Number of Cosine and Sine in a K40

Dear All

Does anyone know how many Cosine and Sine processing units exists in a K40 per SM? And how many (sin and cos) for double precision and single precision? 


Luis Gonçalves

The device function intrinsics __sinf() and __cosf() map to short instruction sequences that ultimately use the hardware’s MUFU (multi-function unit) SIN and COS instructions. You can see the details if you dump the machine code with cuobjdump --dump-sass. MUFU is named SFU (special function unit) in older architectures. If you need to compute both sine and cosine of the same angle, you would want to use __sincosf(). Note that the intrinsics return approximate results with specified absolute rather than relative error bounds, since they are computed by fixed-point table interpolation. See the CUDA C Programming Guide for details on the error bounds.
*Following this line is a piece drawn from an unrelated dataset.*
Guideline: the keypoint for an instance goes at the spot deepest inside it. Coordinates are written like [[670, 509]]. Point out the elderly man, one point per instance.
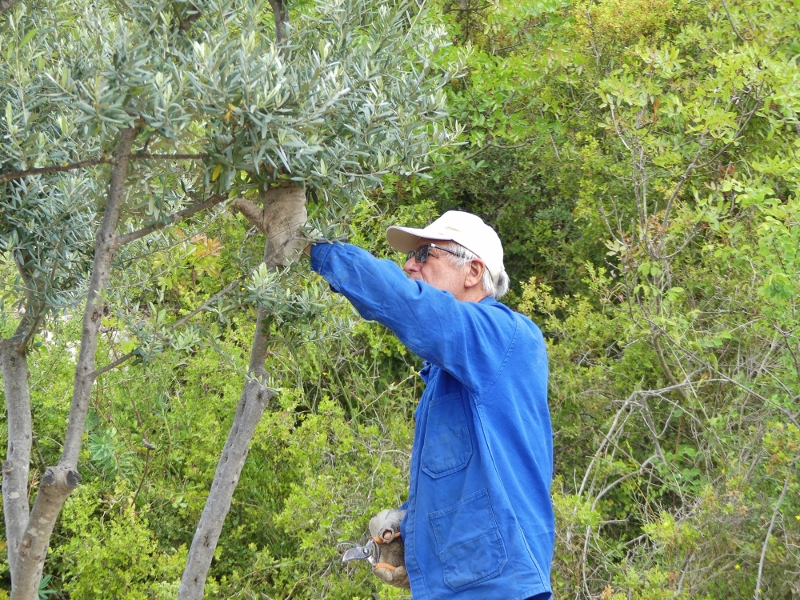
[[478, 523]]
The regular single-precision math functions sinf(), cosf(), sincosf() as well as double-precision math functions sin(), cos(), sincos() are simply inline functions whose source you can find in the CUDA-supplied header files math_functions.h and math_functions_dbl_ptx3.h.

I don’t recall the number of MUFUs per SM in K40, maybe someone else can supply that number.

Gives this. Any clue for the solution?

error: no instance of overloaded function “sincos” matches the argument list
argument types are: (double *, double *, double *)

The call is
sincos(&const5, &const8, &const9);


double const5, const8,const9;

Function signature is (double , double *, double *).

double s,c;
double theta =…;
SMX: 192 single‐precision CUDA cores, 64 double‐precision units, 32 special function units (SFU), and 32 load/store units (LD/ST).